Over the years, the evolution of the market has proven the wisdom of Benjamin Graham’s strategies. A fan of the first hour of this book, Warren Buffett was invited to write the preface to the new edition. He wrote:
“To invest successfully does not require a stratospheric IQ, unusual business insights, or inside information. What’s needed is a sound intellectual framework for making decisions and the ability to keep emotions from corroding the framework.”
The value-investing philosophy advances that you absolutely must thoroughly evaluate a company before investing your money on it. Take the time to study the fundamentals of this company and understand its business sector.
The financial market has moved somewhat away from this philosophy over the past twenty years to focus mainly on growth. This is something that Warren Buffett deeply regrets.

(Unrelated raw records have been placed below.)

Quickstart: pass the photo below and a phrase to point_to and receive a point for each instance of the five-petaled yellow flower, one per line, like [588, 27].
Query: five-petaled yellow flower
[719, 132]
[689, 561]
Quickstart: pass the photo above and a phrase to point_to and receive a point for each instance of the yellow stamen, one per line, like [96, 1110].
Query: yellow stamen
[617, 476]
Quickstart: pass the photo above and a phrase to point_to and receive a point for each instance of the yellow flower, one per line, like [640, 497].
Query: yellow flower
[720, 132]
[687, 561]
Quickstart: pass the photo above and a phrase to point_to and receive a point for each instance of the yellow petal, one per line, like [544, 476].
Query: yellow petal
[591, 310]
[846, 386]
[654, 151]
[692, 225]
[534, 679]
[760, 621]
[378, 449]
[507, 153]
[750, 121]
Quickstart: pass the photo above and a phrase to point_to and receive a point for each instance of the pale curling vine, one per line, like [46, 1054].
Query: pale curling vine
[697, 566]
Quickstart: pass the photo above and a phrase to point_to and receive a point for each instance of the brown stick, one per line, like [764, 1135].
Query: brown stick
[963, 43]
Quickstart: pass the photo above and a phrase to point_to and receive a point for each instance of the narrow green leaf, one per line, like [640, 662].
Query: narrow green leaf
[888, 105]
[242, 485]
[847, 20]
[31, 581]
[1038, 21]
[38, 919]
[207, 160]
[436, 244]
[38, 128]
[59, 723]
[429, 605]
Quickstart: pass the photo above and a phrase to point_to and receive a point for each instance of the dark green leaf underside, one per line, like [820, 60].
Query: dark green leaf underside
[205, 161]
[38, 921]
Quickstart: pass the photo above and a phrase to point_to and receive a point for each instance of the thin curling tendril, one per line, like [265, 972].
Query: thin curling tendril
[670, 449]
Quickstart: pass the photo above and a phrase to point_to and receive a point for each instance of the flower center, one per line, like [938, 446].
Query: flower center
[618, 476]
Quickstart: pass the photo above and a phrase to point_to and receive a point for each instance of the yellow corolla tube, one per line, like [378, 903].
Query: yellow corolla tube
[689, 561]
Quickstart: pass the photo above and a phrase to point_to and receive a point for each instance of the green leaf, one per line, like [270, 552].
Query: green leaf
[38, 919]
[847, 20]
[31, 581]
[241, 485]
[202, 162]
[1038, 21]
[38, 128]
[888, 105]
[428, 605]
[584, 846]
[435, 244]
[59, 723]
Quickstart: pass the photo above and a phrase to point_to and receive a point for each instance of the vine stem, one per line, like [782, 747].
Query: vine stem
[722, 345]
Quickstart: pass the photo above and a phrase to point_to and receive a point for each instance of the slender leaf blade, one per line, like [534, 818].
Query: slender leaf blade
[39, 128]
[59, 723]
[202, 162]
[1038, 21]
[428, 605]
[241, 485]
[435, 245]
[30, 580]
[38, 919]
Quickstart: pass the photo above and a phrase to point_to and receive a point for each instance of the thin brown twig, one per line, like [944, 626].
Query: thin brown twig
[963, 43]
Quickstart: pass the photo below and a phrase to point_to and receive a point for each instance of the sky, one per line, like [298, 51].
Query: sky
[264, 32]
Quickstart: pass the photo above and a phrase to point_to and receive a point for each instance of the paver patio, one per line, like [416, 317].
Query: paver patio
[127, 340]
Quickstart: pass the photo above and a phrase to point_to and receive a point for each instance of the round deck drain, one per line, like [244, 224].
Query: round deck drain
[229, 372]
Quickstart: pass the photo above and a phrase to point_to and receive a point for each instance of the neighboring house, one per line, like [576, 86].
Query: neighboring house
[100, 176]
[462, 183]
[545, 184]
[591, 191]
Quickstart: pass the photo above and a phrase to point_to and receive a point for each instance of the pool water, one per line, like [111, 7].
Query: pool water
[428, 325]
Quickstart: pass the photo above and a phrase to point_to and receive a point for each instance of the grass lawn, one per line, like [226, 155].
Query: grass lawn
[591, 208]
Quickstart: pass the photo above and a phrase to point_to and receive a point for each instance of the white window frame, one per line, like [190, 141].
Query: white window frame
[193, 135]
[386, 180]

The advice given by Warren Buffett during his very long career has been numerous and constitutes a real gold mine for those who take the time to listen to them and above all to put them into practice. In this article, I have highlighted Warren Buffet’s 4 pillars of investment that will provide you with an excellent starting point if you want to make successful investments throughout your life.
It’s up to you to put them into practice now!